Not only could they help even out the difference in height due to the drop ceiling for the garage door, but they could give the Cave some interest and rustic appeal, kind of like Tuscany, minus Diane Lane and plus 3D printing and laser cutting.

Exposed ceiling beams, though, aren't really native to construction in this part of the country.  Instead, I found that most beams are really "faux" versions made of lightweight foam.  Light on weight doesn't mean light on the pocketbook, however as I'd have to spend over $500 to get them shipped, which seemed too much to me to pay for a little Tuscanification.

I also considered making "Box" beams from separate planks nailed together.  While hollow, they would still be quite heavy compared to foam beams.  More importantly, they wouldn't look solid, as it would be very difficult to hide the seams and finish the planks well enough to provide the illusion of the one piece beams I wanted.

Because no solution seemed ideal, for a long time I shelved the idea entirely of adding ceiling beams at all.

Recently, though, the opportunity to revisit ceiling beams came when pondering upgrades to my laser cutting setup.  Up to now, I used a flexible hose to route the fumes out a vent opening in a nearby exterior wall.  But because the hose crossed a walkway and was inconvenient to connect and disconnect, I wanted a more permanent solution.  I came up with the wacky idea of ducting the fumes across the ceiling instead, perhaps hidden within a faux ceiling beam.

Once again, I looked into foam beams, but found that their walls were simply too thick.  To get a big enough opening inside to provide adequate airflow, I'd need at least a 7x7 beam, which would be both too big and even more expensive than before.

Brainstorming for other materials to use, I came across a solution I'd never seen used before: PVC fence posts.  They're light, hollow, come in wood grain finishes, and Home Depot had some "end posts" for sale at a really good price.  They could work perfectly if I could tape up the side openings, connect some of together to extend their length, and perhaps add a faux finish on top to make them look more like stained wood.

To reach the ceiling, I also needed to add a vertical section.  For this I used some oval galvanized ducting.  I added pop-riveted sheet metal to close the ends and outlets at the top and bottom.

I mounted the assembled unit in a corner where there was an offset in the wall, allowing me to cover it up later by extending the front-most section.

To pull air through the duct, I mounted a 12V bilge fan into a short length of post, laser cutting an acrylic plate to seal the fan in place.

The fan would be mounted at the end of the ducting run just inside the vent opening in the wall.  The wiring to power it would run inside the ducting to the laser cutter.

To finish off the beams, I cut up the edge of a chip brush to make it ragged and used it to dry-brush two coats of mahogany gel stain onto post segments.

Despite being fairly loose and random with the paint brush, I was pleasantly surprised by the final effect.  Even with minimal effort, it looked very convincing even close up.

The vent opening in the wall was located a few inches below the ceiling.  To match it, the ceiling beam duct couldn't be mounted directly to the top.  Instead, I decided to use short standoff blocks--fastened to the ceiling with toggle bolts and wrapped with short sections of post--to hold the beams at the proper location.  Besides adding the needed spacing, the standoffs also provided a way to hide the joins between separate sections of pipe.

Designed specifically for faux ceiling beams, Home Depot sells rubber strips made to resemble distressed bronze straps with rivet heads.  Wrapped around the posts at the standoffs, they hide the seams while also providing the perfect accent detail.

I added framing around the vertical duct, covered it with drywall, and then taped and buttered the seams.
I sprayed it with a texture gun and let it dry.
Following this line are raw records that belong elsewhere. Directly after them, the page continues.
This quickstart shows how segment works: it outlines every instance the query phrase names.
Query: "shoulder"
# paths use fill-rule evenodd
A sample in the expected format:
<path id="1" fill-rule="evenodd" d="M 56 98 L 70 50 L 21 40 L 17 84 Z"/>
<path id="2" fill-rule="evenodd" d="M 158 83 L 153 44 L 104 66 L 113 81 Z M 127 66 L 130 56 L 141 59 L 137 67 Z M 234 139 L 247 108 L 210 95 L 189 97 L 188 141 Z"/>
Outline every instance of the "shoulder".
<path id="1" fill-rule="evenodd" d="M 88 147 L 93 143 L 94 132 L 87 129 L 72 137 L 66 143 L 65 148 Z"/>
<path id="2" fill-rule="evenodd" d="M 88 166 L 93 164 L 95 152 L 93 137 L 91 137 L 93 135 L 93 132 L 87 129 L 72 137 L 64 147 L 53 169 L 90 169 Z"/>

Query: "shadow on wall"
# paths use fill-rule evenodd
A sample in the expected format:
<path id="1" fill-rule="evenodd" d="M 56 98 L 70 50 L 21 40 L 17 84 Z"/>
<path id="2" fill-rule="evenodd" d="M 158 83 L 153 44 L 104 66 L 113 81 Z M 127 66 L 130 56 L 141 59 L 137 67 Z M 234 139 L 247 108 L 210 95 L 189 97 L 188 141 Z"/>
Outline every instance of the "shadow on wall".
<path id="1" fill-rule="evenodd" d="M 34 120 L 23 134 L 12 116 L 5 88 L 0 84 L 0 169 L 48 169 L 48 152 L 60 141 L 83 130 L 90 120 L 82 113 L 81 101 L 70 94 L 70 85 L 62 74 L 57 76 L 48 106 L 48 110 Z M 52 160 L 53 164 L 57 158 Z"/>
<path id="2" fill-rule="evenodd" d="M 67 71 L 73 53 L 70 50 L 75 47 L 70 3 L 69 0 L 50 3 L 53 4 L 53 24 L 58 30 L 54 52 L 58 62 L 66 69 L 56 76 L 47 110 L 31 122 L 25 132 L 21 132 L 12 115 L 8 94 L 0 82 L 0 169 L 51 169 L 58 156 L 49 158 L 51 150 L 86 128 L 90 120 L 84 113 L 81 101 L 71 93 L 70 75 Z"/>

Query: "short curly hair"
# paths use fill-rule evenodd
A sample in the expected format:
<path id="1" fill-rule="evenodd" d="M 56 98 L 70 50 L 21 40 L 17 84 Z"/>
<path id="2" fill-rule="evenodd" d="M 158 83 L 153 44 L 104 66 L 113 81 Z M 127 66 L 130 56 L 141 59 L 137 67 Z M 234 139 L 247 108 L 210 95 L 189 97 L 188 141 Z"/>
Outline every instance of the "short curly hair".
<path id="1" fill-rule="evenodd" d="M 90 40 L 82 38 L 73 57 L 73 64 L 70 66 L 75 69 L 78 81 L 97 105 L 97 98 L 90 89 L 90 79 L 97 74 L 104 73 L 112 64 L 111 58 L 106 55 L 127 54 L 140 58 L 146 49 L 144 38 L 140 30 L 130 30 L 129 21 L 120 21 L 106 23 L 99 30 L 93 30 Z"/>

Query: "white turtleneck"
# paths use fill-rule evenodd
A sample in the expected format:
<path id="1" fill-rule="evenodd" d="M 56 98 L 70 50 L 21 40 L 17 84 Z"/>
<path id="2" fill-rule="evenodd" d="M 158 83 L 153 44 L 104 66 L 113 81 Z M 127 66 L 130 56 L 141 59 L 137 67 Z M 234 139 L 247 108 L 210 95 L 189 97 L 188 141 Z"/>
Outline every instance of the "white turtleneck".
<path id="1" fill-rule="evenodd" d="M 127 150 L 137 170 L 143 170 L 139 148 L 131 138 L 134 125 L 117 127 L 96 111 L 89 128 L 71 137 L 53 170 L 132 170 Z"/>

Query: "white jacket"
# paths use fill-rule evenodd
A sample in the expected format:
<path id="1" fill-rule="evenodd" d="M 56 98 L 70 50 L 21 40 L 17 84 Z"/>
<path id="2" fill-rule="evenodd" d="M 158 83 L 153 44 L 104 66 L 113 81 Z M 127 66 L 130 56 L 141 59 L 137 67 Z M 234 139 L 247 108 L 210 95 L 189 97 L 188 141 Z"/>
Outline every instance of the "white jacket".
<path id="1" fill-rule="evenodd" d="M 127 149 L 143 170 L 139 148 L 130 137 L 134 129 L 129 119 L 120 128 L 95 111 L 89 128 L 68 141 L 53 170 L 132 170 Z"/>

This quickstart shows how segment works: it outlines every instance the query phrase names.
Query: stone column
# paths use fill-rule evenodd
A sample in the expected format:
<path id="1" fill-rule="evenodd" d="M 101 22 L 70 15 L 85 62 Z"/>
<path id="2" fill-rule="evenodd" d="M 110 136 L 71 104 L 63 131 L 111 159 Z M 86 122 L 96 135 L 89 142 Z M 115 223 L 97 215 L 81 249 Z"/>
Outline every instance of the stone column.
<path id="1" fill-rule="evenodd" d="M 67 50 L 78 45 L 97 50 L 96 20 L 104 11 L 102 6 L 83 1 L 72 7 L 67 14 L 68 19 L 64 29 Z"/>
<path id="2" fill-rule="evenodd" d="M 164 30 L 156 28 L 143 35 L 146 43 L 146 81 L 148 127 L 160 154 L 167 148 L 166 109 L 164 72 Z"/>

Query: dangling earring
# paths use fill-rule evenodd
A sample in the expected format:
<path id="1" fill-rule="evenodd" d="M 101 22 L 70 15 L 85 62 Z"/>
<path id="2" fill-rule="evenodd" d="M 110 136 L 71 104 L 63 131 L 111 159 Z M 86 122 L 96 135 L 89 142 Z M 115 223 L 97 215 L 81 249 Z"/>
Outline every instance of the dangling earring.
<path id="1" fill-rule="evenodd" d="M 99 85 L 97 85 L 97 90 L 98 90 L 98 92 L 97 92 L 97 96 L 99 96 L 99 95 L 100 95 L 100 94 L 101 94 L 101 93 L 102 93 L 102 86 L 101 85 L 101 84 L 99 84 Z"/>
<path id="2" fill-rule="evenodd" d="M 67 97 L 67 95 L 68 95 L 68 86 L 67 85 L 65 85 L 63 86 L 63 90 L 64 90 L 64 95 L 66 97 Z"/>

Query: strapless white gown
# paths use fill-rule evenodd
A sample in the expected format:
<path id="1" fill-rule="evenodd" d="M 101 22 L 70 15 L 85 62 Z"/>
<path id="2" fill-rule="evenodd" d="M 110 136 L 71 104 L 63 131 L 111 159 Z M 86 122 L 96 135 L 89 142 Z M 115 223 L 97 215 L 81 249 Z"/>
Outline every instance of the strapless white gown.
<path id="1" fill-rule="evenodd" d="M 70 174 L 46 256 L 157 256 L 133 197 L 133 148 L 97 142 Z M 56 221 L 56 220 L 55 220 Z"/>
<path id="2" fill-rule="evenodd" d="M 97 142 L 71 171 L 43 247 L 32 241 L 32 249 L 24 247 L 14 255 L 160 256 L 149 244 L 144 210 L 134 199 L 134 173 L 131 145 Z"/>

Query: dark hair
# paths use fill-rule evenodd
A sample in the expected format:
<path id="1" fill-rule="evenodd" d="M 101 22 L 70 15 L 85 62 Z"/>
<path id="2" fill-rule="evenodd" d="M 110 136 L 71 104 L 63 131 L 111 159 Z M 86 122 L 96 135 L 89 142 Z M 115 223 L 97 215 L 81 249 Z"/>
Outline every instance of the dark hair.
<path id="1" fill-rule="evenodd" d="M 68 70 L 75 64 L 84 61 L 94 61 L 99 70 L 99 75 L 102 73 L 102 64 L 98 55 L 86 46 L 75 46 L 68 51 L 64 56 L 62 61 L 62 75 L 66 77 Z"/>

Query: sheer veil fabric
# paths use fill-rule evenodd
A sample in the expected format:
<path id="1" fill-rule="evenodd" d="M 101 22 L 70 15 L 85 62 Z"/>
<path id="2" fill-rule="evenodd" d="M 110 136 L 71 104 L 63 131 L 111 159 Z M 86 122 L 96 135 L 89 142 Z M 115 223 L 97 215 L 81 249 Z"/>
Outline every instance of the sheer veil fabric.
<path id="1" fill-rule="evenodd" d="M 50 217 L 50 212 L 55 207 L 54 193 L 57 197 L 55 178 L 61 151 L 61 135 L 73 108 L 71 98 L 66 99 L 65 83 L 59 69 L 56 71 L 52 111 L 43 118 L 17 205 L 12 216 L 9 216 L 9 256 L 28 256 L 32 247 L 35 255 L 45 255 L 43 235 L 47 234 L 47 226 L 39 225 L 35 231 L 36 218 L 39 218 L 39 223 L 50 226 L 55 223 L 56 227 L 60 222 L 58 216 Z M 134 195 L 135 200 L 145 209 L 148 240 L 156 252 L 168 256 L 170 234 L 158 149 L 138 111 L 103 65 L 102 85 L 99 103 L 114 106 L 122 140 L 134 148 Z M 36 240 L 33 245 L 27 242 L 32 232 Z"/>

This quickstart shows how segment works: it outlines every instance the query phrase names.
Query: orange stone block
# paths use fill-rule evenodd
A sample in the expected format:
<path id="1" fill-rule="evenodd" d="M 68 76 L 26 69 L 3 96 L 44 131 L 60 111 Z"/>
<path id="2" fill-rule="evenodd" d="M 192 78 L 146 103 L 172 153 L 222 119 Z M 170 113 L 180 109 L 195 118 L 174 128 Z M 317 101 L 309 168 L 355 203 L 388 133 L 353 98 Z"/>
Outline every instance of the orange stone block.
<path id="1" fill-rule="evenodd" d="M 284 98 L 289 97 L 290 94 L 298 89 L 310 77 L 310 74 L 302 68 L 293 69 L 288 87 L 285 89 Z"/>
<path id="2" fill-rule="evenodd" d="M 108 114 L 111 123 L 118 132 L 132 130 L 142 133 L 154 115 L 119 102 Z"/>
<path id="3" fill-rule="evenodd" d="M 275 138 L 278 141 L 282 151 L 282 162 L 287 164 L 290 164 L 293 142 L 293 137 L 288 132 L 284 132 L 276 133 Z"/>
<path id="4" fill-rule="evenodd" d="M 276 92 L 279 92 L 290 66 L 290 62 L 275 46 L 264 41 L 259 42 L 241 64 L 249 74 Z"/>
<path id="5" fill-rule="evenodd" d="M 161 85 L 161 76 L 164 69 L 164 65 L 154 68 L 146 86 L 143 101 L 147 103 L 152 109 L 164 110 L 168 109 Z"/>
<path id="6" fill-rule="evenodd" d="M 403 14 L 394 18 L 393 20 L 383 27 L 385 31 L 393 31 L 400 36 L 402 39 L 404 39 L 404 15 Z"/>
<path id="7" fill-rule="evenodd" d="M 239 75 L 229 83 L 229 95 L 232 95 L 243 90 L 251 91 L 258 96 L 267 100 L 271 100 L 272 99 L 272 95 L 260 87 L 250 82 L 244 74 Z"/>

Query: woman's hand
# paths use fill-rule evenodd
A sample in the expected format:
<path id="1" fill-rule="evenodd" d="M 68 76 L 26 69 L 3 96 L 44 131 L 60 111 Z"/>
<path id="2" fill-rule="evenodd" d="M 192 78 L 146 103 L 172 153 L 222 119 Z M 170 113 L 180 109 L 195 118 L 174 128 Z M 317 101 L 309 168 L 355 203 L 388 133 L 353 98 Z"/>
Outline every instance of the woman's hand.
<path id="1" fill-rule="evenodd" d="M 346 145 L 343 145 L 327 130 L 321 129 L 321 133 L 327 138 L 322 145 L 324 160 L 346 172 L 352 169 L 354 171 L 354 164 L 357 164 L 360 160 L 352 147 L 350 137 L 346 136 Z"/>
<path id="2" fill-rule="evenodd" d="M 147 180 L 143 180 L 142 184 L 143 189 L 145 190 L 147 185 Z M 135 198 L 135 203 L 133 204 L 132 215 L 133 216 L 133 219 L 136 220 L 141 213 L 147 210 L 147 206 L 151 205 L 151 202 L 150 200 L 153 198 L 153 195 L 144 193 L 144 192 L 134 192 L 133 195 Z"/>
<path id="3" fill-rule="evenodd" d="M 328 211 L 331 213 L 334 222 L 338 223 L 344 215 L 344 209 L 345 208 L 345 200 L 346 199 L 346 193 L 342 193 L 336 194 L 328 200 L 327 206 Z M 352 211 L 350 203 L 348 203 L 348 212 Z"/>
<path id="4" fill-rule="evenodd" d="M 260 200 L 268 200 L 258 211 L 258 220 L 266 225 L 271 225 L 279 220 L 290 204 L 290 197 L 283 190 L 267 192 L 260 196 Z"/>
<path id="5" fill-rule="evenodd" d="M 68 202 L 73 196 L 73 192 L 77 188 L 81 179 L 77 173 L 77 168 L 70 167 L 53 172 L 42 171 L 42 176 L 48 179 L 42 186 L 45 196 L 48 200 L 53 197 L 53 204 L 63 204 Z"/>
When painted, it nicely matched the adjoining wall.

Finally, I added two non-functional beams to complete the installation.  Here is the completed project.

Sunday, April 3, 2016

Hacking the K40 Laser Cutter

Bargain Chinese laser cutter/engravers typically come with funky proprietary controller hardware and software.  While more-or-less functional, the software tends to be buggy, and limits future support availability and upgrade options.

This post details my experience converting my K40 Laser Cutter to use open source controller hardware.

I chose an AZSMZ Mini to use for the new controller.  A variant of the Smoothieboard, the Mini is a compact unit whose built-in features make it very easy-to-use for this application.

I bought an AZSMZ Mini with stepper drivers and LCD display for $80 on eBay.  As my stock control panel was stark and minimalist, I only had to rearrange some of its controls to make space for the new LCD display.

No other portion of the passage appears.